The Witcher was a massive hit for Netflix, dominating their end-of-year lineup and wowing audiences around the world. But on launch it seemed like the show might end up being something of a dud. Early reviews weren’t particularly positive, with a lot of criticism aimed at the series for being difficult to follow due to its split timelines. It ended up at 67% on the Tomatometer, though audience ratings were much higher at 92%.
I think those critics simply didn’t give it a fair shake, though. The timeline wasn’t insanely difficult to figure out if you paid a little attention to the characters and it was at least ambitious. There were also some really neat moments where characters who’d died in a previous episode appeared again, with new context being applied to actions we’d already seen.
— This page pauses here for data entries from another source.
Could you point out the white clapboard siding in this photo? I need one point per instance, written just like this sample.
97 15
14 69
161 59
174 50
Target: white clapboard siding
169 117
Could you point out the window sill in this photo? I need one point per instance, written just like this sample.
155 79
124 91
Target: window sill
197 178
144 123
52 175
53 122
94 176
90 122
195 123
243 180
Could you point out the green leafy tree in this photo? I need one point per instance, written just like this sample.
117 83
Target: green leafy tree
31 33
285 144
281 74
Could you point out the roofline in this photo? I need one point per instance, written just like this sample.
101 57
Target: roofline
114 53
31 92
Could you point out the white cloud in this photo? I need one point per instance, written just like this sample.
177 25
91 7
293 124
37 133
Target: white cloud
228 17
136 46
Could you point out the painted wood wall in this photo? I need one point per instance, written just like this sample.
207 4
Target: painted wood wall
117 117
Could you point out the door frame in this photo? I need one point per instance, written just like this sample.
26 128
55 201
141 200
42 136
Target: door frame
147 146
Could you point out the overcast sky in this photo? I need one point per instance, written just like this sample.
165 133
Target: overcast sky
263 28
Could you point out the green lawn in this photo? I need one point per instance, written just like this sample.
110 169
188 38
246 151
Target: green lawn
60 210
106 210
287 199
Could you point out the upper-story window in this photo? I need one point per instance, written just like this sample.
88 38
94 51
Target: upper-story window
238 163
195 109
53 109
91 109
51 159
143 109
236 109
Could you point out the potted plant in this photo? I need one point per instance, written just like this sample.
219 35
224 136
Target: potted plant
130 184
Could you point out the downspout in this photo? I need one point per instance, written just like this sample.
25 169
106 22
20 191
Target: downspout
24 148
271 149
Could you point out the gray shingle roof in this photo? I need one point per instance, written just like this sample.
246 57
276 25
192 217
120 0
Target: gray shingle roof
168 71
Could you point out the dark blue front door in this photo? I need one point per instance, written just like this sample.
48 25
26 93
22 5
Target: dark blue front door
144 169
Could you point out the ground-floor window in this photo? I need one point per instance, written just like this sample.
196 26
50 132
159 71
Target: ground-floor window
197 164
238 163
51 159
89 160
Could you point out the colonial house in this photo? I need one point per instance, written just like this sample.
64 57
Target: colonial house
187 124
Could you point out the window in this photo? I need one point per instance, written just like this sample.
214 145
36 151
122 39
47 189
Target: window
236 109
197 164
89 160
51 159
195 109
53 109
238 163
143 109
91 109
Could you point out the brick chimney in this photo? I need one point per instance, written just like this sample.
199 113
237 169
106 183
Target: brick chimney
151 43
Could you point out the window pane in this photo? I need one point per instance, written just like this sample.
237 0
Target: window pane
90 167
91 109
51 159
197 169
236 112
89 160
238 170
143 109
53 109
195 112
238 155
Perhaps the show could have avoided some confusion with title cards saying when each scene took place, but that feels inelegant.
Fortunately for critics with short attention spans, they won’t have to contend with this in the second season. Showrunner Lauren Hissrich discussed the intersecting timelines in a recent interview, explaining that now that the three principals are together, they can follow one story:
Obviously, it was one of the most controversial parts of Season 1 and I didn’t expect it to be as controversial as it was. But it’s something I still stand behind, in terms of storytelling. … The goal was to get to know each of these characters individually, and the only want to do that was to separate their timelines.”
What’s great though is they have intersected now. So what we’ll see in Season 2 is that all of our characters are existing on the same timeline. What that allows us to do storywise though is to play with time in slightly different ways. We get to do flashbacks, we get to do flash-forwards, we get to actually integrate time in a completely different way that we weren’t able to do in Season 1.
Because, if you can imagine, if we were in three different timelines (in Season 1) and then flashed forward or flashed back, we would have been in four or five or six timelines — even I know that’s too much. So I think it will be a lot easier for the audience follow and understand, especially a new audience coming in. But there are still going to be some fun challenges with time.”
I’m really looking forward to seeing where The Witcher goes in season 2, though it seems that we’re going to be waiting longer than anticipated. COVID-19 shut down every major production shooting in the UK and this particular series actually had a case on set. This resulted in the cast and crew going into isolation and the set undergoing a full deep clean. Lockdown restrictions are beginning to lift though and we’ve heard whispers that production will resume in August.
As such, expect The Witcher season 2 in early 2021. Let’s hope it’s worth the wait.